Pilot programs could help the state determine how asymptomatic residents can spread the virus, which would help quickly detect positive cases, said Burgum. The results could also be used to develop models for the rest of the state, he added.
If successful, the programs could be launched in major metropolitan areas, said Burgum.
“What we learn in these sparsely populated, currently low incidence counties will help all other parts of the state, and that could help the western counties in the US that are also being considered.”
The announcement comes after North Dakota confirmed a total of 173 cases of coronavirus on Friday. This includes 14 additional positive tests from the most recent batch. The results of 5,798 tests were completed, of which almost 97% were negative.
Friday is the first time the state has made reports once a day. The figures are based on the previous day’s batch, the North Dakota Department of Health said in a press release Thursday, April 2.
With 818 tests completed on Thursday, the number reflects the biggest prize in North Dakota.

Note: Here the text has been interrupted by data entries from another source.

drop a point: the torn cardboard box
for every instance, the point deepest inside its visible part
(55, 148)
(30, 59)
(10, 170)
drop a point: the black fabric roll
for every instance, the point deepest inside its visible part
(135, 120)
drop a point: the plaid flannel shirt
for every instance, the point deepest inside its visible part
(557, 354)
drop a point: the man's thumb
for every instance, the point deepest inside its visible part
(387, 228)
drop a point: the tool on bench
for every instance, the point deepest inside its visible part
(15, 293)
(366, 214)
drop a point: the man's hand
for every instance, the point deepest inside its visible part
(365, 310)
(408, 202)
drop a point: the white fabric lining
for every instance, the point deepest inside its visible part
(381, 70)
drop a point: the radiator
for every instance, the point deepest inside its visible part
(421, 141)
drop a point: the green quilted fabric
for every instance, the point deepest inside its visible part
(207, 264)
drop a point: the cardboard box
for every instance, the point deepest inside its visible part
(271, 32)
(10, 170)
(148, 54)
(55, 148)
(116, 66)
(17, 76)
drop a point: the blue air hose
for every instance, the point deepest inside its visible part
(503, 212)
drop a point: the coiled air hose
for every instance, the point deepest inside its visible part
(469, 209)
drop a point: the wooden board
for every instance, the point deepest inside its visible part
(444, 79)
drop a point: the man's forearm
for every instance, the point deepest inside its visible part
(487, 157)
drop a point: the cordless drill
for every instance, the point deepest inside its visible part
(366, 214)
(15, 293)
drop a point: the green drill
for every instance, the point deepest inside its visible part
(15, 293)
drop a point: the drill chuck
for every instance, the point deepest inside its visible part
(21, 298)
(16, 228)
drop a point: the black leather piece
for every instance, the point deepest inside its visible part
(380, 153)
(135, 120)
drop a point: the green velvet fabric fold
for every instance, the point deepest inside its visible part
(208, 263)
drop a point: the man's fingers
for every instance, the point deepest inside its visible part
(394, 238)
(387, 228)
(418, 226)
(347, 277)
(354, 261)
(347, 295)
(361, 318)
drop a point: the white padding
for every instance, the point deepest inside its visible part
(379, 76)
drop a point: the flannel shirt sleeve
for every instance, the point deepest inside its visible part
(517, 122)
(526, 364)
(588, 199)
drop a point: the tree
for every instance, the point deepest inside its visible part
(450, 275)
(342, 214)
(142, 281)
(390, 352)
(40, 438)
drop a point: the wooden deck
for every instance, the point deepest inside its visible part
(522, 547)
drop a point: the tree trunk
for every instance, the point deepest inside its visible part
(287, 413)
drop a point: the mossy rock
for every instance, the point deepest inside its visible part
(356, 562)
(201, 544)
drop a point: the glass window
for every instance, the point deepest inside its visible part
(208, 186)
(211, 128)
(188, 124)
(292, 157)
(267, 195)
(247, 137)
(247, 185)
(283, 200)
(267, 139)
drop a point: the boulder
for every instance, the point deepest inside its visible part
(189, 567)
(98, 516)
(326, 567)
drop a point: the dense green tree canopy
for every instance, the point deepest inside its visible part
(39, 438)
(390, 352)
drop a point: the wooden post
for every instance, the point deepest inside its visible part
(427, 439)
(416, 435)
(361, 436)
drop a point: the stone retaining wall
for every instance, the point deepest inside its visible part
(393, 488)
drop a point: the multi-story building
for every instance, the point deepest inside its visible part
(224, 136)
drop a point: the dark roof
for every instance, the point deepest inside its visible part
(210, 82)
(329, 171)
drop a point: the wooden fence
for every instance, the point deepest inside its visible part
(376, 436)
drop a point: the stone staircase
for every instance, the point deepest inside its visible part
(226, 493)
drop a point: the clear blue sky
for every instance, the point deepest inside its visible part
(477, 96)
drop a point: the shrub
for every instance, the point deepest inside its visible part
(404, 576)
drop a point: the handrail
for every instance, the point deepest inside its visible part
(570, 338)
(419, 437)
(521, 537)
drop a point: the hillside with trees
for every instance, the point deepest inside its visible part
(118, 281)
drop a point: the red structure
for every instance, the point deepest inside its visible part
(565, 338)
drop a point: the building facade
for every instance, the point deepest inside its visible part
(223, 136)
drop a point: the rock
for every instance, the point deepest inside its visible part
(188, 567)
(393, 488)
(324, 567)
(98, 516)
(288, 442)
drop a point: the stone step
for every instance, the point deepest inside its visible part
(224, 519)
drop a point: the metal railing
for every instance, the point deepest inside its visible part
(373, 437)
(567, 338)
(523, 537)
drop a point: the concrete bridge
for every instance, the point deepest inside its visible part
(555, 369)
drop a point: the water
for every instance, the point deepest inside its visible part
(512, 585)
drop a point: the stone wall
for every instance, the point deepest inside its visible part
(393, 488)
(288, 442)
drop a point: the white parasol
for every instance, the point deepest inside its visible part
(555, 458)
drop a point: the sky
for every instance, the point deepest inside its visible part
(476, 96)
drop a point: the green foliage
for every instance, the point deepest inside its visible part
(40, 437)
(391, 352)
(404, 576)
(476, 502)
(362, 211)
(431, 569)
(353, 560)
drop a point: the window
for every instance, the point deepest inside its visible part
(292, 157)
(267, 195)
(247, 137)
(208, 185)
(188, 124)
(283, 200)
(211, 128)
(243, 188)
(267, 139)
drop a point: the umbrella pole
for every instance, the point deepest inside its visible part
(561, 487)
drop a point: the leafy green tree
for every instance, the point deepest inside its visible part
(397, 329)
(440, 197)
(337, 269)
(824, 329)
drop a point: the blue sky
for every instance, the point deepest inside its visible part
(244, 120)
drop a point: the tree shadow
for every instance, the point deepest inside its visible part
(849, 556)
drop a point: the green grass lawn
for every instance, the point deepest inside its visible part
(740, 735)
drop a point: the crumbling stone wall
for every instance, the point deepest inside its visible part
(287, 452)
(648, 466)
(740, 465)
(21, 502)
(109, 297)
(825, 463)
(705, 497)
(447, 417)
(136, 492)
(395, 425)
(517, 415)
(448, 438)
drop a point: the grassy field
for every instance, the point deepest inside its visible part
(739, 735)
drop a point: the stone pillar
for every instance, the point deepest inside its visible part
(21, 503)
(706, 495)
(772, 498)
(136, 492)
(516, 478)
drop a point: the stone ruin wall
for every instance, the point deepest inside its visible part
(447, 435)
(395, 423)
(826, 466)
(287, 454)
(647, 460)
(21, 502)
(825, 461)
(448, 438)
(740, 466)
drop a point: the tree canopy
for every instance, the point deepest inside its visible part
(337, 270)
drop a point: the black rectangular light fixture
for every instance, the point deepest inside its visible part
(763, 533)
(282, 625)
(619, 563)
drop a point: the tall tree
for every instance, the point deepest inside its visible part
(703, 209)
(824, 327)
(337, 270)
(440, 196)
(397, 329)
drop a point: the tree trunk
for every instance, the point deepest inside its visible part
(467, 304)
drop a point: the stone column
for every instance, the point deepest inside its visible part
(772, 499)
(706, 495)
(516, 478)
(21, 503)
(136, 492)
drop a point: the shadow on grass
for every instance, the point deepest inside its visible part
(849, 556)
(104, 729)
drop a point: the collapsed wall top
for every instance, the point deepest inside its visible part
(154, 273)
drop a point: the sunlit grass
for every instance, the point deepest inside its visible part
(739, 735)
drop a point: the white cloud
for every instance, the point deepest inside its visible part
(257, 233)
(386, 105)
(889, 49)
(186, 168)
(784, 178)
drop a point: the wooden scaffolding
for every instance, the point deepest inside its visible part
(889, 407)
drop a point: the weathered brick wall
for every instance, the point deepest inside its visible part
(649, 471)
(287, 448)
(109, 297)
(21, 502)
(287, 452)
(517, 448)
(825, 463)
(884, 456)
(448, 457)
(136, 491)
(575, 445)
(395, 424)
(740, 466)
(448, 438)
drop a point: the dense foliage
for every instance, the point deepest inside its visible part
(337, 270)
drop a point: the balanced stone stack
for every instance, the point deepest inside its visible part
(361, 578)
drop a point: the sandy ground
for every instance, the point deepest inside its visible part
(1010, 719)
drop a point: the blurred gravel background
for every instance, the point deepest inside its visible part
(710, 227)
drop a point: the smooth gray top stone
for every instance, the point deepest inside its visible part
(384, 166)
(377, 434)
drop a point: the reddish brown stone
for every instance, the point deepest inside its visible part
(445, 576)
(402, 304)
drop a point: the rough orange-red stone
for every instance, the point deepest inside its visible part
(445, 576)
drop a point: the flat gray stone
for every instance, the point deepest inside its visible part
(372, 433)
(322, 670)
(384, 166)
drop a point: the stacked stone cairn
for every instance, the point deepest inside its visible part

According to the health department, the latest figures include:
Woman in her 50s from Cass County, under investigation.
Woman in her twenties from Cass County, extended community.
Women in their 60s from Grand Forks County, travel possible.
A woman in her 40s in Cass County, the community has grown.
A woman in her thirties from Mountrail County, the community has grown.
Man in his forties from Mountrail County, under investigation.
Girl from 10 to 19 years old from Mountrail County, close contact.
Woman in her 20s from Morton County, close contact.
70 year old woman from Morton County, under investigation.
Ward County woman in her thirties, traveling.
Man in his forties from Eddy County, traveling.
Man in his 50s from Williams County, close contact.
70 year old woman from Stark County, close contact.
A man in his 60s from County Slope, the community has grown.
Spread in the community means that the source of the virus is unknown.
North Dakota has done tests by coincidence, which means people ask for tests after they get sick. Inviting more people to take tests, whether or not they have symptoms, is considered a surveillance test, said Burgum.
Testing in Slope and Stark counties is optional, said Burgum.
Burgum also signed a decree on Friday that would authorize therapists and respiratory care practitioners whose credentials have expired to obtain a temporary license to use respirators.
He dismissed criticism that he was not doing enough to prevent the spread of the coronavirus in North Dakota, referring to calls to issue a home stay order like Minnesota. Minnesota Governor Tim Walz said on Friday that he was concerned that North Dakota, South Dakota and Iowa would not issue home stay orders.
Burgum hesitated to adopt a home stay order and argued for personal responsibility for government mandates. He said he wondered if states would face prosecution claiming that some orders were unconstitutional.
Responding to Walz’s statement, Burgum said that each governor cares about their states and uses state-specific data to make their own decisions. He noted that people from Minnesota are still allowed out for several reasons.
“Let’s just see how to be smart in North Dakota on this one,” he said.
Burgum called on people to look beyond the labels, read the details of home stay orders and take note of how the demographics of the population differ from state to state.
“We have natural advantages,” he said, noting that New York is more densely populated than North Dakota. “Don’t make a mistake. I will use all the tools at my disposal as governor to protect the life and safety of North Dakotans, but I will only use these tools if it makes sense. ”
Burgum plans to hold its next press conference on Monday.